– Надолго аль нет?
– В командировку, – ответил Федор, выбросил папиросу, глянул на старика, глянул и увидел вдруг того… Он и на самом деле забыл, что старик едет с ним, даже когда тот спрашивал, а он отвечал, то отвечал будто не ему, а самому себе. – Живешь в Облянде? – спросил у старика и подумал, что наверняка живет не в Облянде и теперь попросит довезти куда-нибудь, и пожалел, что взял его с собой: лишний груз, лишние хлопоты. Федор уже тяготился обязанностями, которые, как думалось, навязали ему, засуетился, начал оглядываться, ища предлог, чтобы не поехать в какое-то далекое село, о котором и знать ничего не знал, но старик ответил, что живет в Облянде.

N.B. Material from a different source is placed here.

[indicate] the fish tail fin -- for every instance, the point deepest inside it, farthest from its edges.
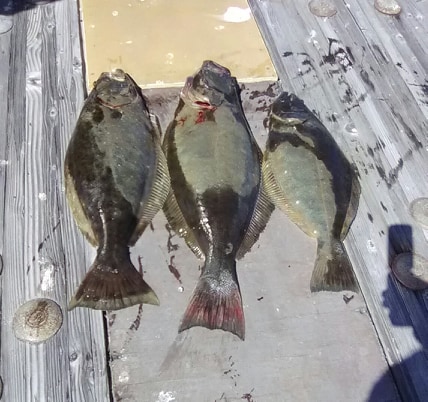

– А сам откуда? – спросил старик хрипло. Он все же чувствовал себя не так хорошо, как до купания в речке: голос сел, в горле свербело, а главное – плыло перед глазами.
– Я откуда? – спросил Федор, спросил и засмеялся: – Сам-то я из Америки. Хоть режь, а оттуда, и все. Ковбой. Смотрел «Великолепную семерку»? Оттуда я. Не веришь? Конечно, не веришь!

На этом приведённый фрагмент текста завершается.